SCULPTURAL ACTIONS
My sculptures are not made just to be seen—they are meant to be touched, worn or manipulate, and often generate temporary social spaces, inviting participants into shared
experiences. People are always part of the artwork—they ‘act’.
Robert Storr describes this act of the spectator as follows: “like wandering onstage and picking up loose pages from a script, overhearing bits of recorded dialogue and trying to figure out what the setting is… and what actions might still be taken.” The idea of the public as a wondering actor has always intrigued me. I shape a stage where people can step in, respond, act, and animate the sculpture. It’s only in this in-between—between sculpture and actor—that poetics, meaning, and ultimately art can emerge.

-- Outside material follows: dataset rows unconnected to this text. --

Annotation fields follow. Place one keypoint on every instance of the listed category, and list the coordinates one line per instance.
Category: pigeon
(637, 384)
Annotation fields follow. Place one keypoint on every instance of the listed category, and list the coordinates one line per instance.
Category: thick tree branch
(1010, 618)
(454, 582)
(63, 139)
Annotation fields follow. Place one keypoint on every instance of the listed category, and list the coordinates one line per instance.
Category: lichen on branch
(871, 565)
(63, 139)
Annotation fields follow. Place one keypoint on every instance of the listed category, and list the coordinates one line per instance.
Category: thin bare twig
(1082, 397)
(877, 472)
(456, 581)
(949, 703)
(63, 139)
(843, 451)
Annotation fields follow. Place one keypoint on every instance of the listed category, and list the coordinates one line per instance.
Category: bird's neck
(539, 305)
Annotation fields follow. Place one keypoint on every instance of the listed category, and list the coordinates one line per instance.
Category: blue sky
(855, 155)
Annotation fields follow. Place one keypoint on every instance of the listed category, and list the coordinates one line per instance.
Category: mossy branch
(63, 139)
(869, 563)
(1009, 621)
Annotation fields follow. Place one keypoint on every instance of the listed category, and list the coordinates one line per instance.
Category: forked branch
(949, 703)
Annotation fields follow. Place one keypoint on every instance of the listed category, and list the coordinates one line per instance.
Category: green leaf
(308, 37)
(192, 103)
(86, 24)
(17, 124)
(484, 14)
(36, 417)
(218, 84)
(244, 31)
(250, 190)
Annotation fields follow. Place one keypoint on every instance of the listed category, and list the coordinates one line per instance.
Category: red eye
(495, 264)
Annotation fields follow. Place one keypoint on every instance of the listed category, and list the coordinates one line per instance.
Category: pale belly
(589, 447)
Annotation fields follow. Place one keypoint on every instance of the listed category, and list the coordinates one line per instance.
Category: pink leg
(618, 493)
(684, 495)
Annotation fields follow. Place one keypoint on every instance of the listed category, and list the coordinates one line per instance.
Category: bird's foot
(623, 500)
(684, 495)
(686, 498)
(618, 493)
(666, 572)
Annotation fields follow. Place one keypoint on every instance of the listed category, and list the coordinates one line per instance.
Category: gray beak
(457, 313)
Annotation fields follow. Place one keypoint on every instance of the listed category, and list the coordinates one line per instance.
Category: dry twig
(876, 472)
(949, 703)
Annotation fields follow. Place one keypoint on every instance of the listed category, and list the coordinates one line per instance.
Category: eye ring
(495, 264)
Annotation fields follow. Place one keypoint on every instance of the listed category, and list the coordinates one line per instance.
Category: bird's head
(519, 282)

But to act, in relation to art, can also mean something else. Mary Jane Jacob’s groundbreaking exhibition Culture in Action in Chicago (1993) took place in neighborhoods, not museums. The artworks were conceived with and by local residents.
Jacob sought art as a living, breathing practice—art that requires action, not just from the artist, but from real people: residents, neighbors, communities. “ ‘In action’ meant being alive—and claiming the right to participate in what shapes your own life” (p. 176). For Jacob, ‘to act’ refers to art as social practice—deeply rooted in real lives.
Sculptural Actions means both to me: allowing the public to become actors who activate the artwork and the social act of making art in and with the world, for everyone. Not for the betterment of everyone, but for the betterment of art. Because art becomes stronger when it’s confronted with reality. When it’s forced to transcend itself to other people, worlds and discourses.